The original PRECIS tool3 was based on a similar scale and domains. Koppenaal et al10 devised an adaptation to this assessment, dubbed the Pragmascope which was more user-friendly to use in systematic reviews. They discovered that pragmatic reviews scored higher in all domains, but scored lower in the primary analysis domain.
This distinction in the analysis domain that is primary could be explained by the fact that most pragmatic trials analyze their data in the intention to treat manner while some explanation trials do not. The overall score for pragmatic systematic reviews was lower when the domains of organisation, flexible delivery and follow-up were merged.
It is important to understand that a pragmatic trial does not necessarily mean a low-quality trial, and in fact there is an increasing number of clinical trials (as defined by MEDLINE search, but it is neither specific or sensitive) that use the term 'pragmatic' in their abstract or title. The use of these terms in abstracts and titles could suggest a greater awareness of the importance of pragmatism, but it is unclear whether this is manifested in the content of the articles.
Conclusions
As appreciation for the value of evidence from the real world becomes more commonplace and pragmatic trials have gained popularity in research. They are clinical trials that are randomized that compare real-world care alternatives instead of experimental treatments in development, they include populations of patients which are more closely resembling the ones who are treated in routine care, they use comparators that are used in routine practice (e.g., existing medications) and depend on the self-reporting of participants about outcomes. This approach can overcome the limitations of observational research, like the biases associated with the reliance on volunteers, as well as the insufficient availability and codes that vary in national registers.
Pragmatic trials have other advantages, including the ability to use existing data sources and a greater probability of detecting meaningful distinctions from traditional trials. However, pragmatic tests may be prone to limitations that undermine their effectiveness and generalizability. Participation rates in some trials could be lower than anticipated due to the health-promoting effect, financial incentives, or competition from other research studies. Practical trials are often restricted by the need to recruit participants quickly. Additionally certain pragmatic trials don't have controls to ensure that the observed differences aren't due to biases in trial conduct.
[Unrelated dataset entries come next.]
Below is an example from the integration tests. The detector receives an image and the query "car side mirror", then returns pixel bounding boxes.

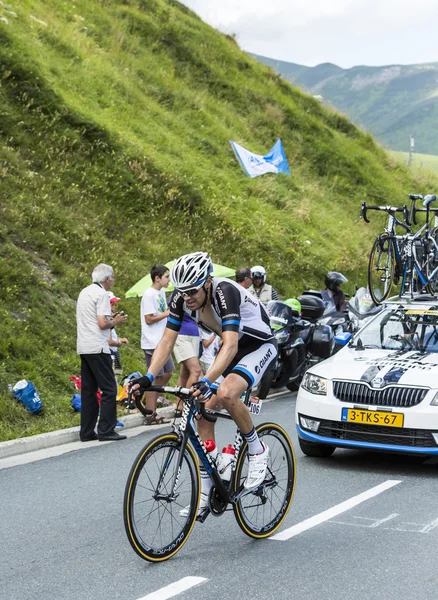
[335,331,351,346]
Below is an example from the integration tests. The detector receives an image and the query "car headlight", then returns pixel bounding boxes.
[274,329,289,344]
[301,373,327,396]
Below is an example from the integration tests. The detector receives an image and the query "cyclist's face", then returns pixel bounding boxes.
[181,278,211,310]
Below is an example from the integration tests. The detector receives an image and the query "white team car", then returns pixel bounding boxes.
[296,296,438,456]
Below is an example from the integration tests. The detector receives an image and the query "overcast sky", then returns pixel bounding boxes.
[181,0,438,68]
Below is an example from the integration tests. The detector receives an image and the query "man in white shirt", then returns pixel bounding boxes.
[140,265,175,425]
[76,264,128,442]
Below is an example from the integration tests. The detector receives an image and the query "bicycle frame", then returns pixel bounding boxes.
[157,387,269,520]
[400,206,438,298]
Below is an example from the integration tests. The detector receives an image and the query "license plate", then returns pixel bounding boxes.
[249,396,263,415]
[342,408,404,427]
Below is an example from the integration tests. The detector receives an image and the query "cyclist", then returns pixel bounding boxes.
[132,252,277,512]
[249,265,280,306]
[321,271,348,312]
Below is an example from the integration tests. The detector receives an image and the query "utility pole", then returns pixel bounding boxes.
[408,133,415,167]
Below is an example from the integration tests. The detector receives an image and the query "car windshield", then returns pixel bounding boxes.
[354,305,438,352]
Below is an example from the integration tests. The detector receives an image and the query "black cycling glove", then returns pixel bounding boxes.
[192,377,213,402]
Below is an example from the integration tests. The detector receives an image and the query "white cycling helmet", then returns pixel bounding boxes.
[251,265,266,284]
[170,252,213,290]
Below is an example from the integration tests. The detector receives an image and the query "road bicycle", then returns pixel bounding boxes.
[123,386,296,562]
[361,194,438,304]
[360,202,408,304]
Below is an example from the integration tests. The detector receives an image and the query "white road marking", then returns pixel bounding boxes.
[370,513,398,529]
[269,479,401,541]
[138,577,208,600]
[420,519,438,533]
[329,513,398,529]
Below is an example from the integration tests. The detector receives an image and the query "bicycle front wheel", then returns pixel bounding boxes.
[368,234,395,304]
[123,433,200,562]
[233,423,296,539]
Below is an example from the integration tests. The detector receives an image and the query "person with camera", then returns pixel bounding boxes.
[76,264,128,442]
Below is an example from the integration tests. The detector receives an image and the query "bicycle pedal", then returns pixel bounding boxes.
[196,508,210,523]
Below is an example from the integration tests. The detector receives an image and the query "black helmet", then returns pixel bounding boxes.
[325,271,348,292]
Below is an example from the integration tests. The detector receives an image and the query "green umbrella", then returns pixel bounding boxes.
[125,260,236,298]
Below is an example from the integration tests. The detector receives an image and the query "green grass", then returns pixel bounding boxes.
[0,0,435,440]
[391,151,438,175]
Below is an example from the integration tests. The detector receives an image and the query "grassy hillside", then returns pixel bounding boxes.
[391,152,438,175]
[0,0,428,440]
[257,56,438,154]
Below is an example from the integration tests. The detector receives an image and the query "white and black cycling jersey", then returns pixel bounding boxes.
[167,277,274,348]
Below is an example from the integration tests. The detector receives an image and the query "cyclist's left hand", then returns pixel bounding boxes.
[190,377,213,402]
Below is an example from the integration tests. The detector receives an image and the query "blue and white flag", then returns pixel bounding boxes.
[230,139,290,177]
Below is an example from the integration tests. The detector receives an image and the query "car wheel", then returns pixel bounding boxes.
[298,438,336,458]
[256,370,275,400]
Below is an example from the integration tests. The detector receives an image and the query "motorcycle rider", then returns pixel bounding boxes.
[321,271,348,312]
[248,265,280,306]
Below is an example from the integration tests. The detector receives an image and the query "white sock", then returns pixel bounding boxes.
[199,467,213,497]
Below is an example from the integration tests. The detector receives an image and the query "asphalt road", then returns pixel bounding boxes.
[0,396,438,600]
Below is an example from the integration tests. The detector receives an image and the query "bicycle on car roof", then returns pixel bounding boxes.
[360,194,438,304]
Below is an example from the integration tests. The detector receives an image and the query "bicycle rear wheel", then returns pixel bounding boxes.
[123,433,200,562]
[233,423,296,539]
[368,234,396,304]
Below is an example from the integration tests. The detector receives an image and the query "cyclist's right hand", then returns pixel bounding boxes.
[129,375,152,396]
[190,377,213,402]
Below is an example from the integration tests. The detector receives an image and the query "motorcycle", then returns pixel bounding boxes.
[256,295,334,399]
[348,287,382,333]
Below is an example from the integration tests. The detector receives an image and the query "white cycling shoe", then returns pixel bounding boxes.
[179,492,208,517]
[243,442,269,490]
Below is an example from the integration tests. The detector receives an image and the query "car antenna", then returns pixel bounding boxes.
[356,338,365,350]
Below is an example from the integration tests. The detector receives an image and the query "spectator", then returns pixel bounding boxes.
[248,265,280,306]
[321,271,348,312]
[76,264,128,442]
[107,292,129,375]
[140,265,175,425]
[236,268,252,289]
[199,327,220,375]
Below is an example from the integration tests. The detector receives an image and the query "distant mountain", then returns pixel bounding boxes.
[253,55,438,154]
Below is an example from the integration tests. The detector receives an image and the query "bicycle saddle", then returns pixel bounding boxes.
[423,194,436,206]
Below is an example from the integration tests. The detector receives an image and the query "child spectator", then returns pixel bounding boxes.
[140,265,175,425]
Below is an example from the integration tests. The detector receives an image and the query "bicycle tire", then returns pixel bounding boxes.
[368,234,395,304]
[233,423,296,539]
[123,432,201,562]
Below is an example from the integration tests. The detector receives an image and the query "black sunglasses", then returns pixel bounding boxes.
[178,288,200,298]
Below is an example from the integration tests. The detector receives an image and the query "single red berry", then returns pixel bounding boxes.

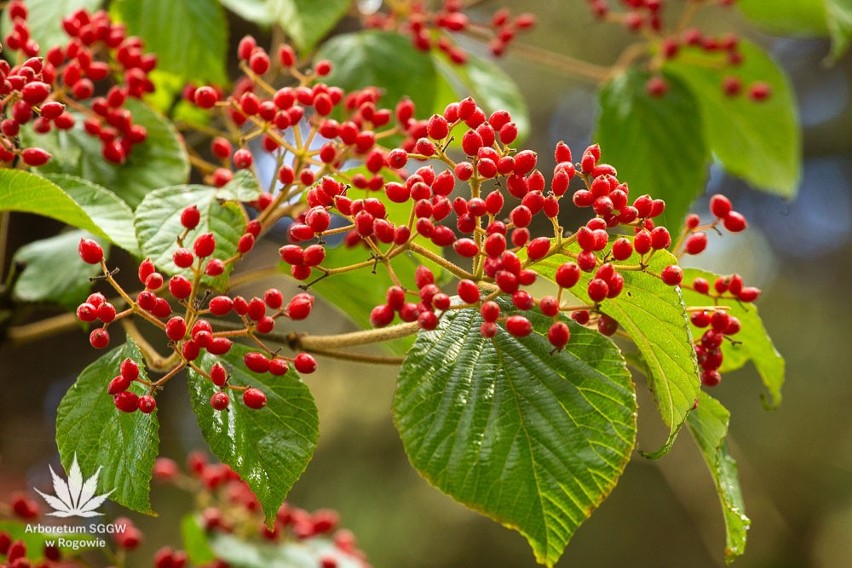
[683,233,707,254]
[555,262,580,288]
[660,264,683,286]
[243,351,269,373]
[598,314,618,336]
[547,321,571,351]
[269,357,290,377]
[166,316,186,341]
[77,239,104,264]
[192,233,216,258]
[136,395,157,414]
[210,391,230,410]
[112,391,139,412]
[89,327,109,349]
[169,274,192,300]
[243,387,266,410]
[710,193,733,219]
[457,280,479,304]
[506,315,532,337]
[21,148,51,168]
[293,352,317,375]
[180,205,201,229]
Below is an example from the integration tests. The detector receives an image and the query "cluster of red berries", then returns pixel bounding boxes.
[588,0,772,102]
[0,0,157,167]
[77,205,317,414]
[364,0,535,64]
[154,452,368,568]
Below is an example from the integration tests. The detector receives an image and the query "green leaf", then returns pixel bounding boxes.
[56,338,159,515]
[180,513,216,566]
[44,174,139,256]
[210,533,364,568]
[189,344,319,522]
[436,54,530,142]
[110,0,228,84]
[535,247,699,447]
[394,309,636,566]
[825,0,852,61]
[687,392,751,564]
[595,66,710,227]
[668,40,802,198]
[221,0,352,52]
[683,268,785,408]
[133,185,246,287]
[29,99,189,207]
[736,0,828,36]
[0,169,106,237]
[2,0,102,54]
[14,231,104,311]
[316,30,438,112]
[216,170,263,201]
The authors of the Pragmatic Free Trial Meta identified RCTs published from 2022 to 2022 that self-described as pragmatic. The PRECIS-2 tool was employed to determine the pragmatism of these trials. It covers domains such as eligibility criteria and flexibility in recruitment, adherence to intervention, and follow-up. They found 14 trials scored highly pragmatic or pragmatic (i.e. scoring 5 or higher) in at least one of these domains.
프라그마틱 with a high pragmatism score tend to have broader eligibility criteria than traditional RCTs which have very specific criteria that are not likely to be present in the clinical setting, and comprise patients from a wide range of hospitals. The authors argue that these characteristics can help make the pragmatic trials more relevant and relevant to everyday clinical practice, however they do not necessarily guarantee that a trial conducted in a pragmatic manner is completely free of bias. The pragmatism is not a fixed attribute the test that doesn't have all the characteristics of an explicative study could still yield reliable and beneficial results.